Der aus Reps/Rupea stammende Claudiu Florian, Direktor des Rumänischen Kulturinstituts Berlin „Titu Maiorescu“, der die ehemalige Russlanddeportierte Inge Weiss durch einige Begegnungen in Reps kannte, übermittelte ihren Namen über die Kunsthistorikerin Dr. Heinke Fabritius an den Fotografen Marc Schroeder, der dann Inge Weiss in Oberbayern aufsuchte und für das Zeitzeugen-Projekt gewinnen konnte.

Rumänien als Ausgangsbasis für die Ausstellung

Die Zeitzeugenporträts in Form von Fotografien und Videofilmen des Luxemburger Fotografen Marc Schroeder entstanden in Rumänien während mehrerer Reisen zwischen 2012 und 2015. Sie dokumentieren Erinnerungen und Gespräche mit hochbetagten Menschen, die Opfer der Deportationen wurden. Sie erzählen von ihrem persönlichen Umgang mit erlittenen Traumata und den bedrückenden Aspekten „kollektiver Schuld“.
Noch in diesem Jahr soll die Dokumentation der Erinnerungen der Deportierten von Marc Schroeder als Buchform erscheinen. Titel des Buches: „ORDER 7161“.
Die Initialzündung für die Planung des Berliner Ausstellungsprojektes für Januar 2020 erfolgte auf der Leipziger Buchmesse 2018, als Rumänien als „Gastland der Leipziger Buchmesse 2018“ mit zahlreichen Neuerscheinungen sowie international bekannten rumänischen oder aus Rumänien stammenden Autoren brillierte und in einer Ausstellung einige Fotografien, die jetzt in der Berliner Ausstellung zu sehen sind, unter dem Motto „An der Hoffnung festhalten“ erstmals präsentiert wurden. 

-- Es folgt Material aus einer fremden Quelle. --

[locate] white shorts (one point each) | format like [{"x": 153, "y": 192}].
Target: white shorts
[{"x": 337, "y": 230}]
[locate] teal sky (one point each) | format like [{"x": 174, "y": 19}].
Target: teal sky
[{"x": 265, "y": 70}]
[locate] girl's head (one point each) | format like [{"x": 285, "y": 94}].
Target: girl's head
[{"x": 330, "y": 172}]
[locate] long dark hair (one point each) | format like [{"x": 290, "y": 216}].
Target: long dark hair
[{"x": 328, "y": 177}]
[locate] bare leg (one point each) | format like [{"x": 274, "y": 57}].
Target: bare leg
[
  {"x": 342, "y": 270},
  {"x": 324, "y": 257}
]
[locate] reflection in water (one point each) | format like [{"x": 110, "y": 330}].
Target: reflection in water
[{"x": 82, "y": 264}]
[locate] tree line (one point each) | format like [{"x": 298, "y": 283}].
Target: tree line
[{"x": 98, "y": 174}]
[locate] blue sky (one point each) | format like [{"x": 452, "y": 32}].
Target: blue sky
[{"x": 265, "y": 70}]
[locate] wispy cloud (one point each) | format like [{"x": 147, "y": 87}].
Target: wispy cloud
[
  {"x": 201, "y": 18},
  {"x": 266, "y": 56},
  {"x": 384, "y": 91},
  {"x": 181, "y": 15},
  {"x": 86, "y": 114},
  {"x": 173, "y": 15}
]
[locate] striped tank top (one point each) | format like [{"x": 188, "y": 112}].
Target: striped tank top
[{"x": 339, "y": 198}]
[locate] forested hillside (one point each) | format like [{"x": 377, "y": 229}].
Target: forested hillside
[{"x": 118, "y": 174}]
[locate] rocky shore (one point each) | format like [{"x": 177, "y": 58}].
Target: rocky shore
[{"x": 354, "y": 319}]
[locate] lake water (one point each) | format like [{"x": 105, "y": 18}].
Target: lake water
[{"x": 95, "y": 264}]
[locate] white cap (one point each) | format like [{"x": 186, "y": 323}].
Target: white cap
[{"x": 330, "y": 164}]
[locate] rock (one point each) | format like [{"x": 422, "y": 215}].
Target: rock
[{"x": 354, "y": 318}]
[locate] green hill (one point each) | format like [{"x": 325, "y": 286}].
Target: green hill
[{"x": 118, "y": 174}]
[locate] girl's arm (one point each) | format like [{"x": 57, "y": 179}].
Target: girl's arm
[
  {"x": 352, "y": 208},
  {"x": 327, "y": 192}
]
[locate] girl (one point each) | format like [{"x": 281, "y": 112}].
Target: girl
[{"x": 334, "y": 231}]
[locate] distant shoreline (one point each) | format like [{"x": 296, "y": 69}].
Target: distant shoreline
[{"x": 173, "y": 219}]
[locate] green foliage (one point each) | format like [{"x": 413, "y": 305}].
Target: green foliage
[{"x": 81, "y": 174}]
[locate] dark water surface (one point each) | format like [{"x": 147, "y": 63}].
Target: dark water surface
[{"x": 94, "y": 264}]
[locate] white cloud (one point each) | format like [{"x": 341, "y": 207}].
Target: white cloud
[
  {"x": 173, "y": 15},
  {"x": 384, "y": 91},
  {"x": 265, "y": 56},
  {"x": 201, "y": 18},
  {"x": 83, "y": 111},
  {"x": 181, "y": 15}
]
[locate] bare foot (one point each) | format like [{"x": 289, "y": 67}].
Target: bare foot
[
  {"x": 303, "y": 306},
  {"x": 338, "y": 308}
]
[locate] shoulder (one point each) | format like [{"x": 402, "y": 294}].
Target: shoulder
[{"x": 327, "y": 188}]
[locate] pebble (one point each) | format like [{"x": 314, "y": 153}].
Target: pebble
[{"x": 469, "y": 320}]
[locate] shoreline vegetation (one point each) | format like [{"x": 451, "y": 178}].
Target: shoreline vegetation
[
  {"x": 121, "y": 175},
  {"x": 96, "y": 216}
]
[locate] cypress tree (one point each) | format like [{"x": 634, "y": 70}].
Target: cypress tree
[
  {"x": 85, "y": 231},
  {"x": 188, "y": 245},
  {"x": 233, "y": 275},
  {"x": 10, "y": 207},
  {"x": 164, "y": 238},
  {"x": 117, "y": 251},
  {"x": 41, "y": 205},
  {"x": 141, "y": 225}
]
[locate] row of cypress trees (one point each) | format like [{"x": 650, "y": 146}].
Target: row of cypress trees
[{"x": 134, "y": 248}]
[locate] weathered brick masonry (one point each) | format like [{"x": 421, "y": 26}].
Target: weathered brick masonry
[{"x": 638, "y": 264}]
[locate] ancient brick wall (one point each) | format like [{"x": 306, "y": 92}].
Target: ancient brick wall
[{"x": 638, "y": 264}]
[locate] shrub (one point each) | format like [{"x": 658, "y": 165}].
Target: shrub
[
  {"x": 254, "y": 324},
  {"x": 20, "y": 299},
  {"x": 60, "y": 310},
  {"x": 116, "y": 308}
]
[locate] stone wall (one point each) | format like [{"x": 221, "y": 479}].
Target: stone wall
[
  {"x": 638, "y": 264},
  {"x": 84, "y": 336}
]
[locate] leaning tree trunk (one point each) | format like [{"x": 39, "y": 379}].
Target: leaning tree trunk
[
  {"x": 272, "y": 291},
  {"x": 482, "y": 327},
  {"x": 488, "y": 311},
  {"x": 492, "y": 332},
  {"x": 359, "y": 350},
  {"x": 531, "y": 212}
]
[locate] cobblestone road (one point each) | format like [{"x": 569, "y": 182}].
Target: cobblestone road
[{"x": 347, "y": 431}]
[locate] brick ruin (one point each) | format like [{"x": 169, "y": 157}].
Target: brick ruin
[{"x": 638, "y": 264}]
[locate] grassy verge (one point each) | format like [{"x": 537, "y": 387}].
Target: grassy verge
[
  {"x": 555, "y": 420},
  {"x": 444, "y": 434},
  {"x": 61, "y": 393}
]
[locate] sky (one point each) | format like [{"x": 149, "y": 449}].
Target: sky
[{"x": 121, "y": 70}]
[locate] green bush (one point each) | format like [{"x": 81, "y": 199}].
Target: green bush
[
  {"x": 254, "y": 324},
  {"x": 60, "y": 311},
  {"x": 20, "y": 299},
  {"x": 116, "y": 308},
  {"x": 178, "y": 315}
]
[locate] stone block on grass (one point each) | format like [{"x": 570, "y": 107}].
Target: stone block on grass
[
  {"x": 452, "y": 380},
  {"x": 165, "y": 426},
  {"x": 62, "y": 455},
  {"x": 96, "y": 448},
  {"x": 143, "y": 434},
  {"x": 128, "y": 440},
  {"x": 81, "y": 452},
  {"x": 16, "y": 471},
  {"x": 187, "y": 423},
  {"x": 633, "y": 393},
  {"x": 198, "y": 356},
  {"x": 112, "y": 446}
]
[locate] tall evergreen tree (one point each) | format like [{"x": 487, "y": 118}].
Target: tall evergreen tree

Siebenbürgische Zeitzeugen berichten

„Wir leben, bewusst oder unbewusst, direkt oder indirekt, in den Spätfolgen des Zweiten Weltkrieges. Die letzten Generationen, die jene furchtbare Zeit miterlebt haben, sind im Begriff, das Zeitliche zu segnen. Von daher, 75 Jahre nach Kriegsende, ist es ratsam, denjenigen, die noch aus unmittelbarem Geschehen darüber berichten können, aufmerksam zuzuhorchen“, so die Ankündigung des Zeitzeugen-Gesprächs des RKI-Direktors Claudiu Florian mit der ehemaligen Russlanddeportierten Inge Weiss.
Inge Weiss, in Kronstadt geborene Siebenbürger Sächsin, verbrachte eine glückliche Kindheit und Jugendzeit in Reps – bis sich ihr Schicksal durch die Deportation am 22. Januar 1945 mit der Abfahrt des Zuges ab dem Repser Bahnhof schlagartig zum Schlimmen wendete. Sie steht stellvertretend für jene Generation von Deutschen, die die Folgen des Krieges und der Ideologien, im Namen derer die Zerstörung ihren Lauf nahm, tragen mussten. Später wanderten die meisten von ihnen aus Rumänien nach Deutschland aus.

Die Stühle in der Galerie mit der Ausstellung reichten am 30. Januar für die zahlreichen Besucher partout nicht aus. Auch Fensterbänke im Ausstellungsraum waren dicht besetzt, um die hochbetagte (im Juli 94 Jahre!), aber geistig fitte und schlagfertige Zeitzeugin Inge Weiss zu hören – und zu sehen, bot sich doch ein schöner Anblick: Schlanke Figur, elegant-leger gekleidet. Begleitet wurde sie von ihrer Tochter Astrid, ehemalige Lehrerin mit Diplom, an Allgemeinschule und Gymnasium in Rumänien  und in Deutschland an der Realschule „Wilhelm Leibl“, Bad Aibling, 30 Jahre lang bis 2010.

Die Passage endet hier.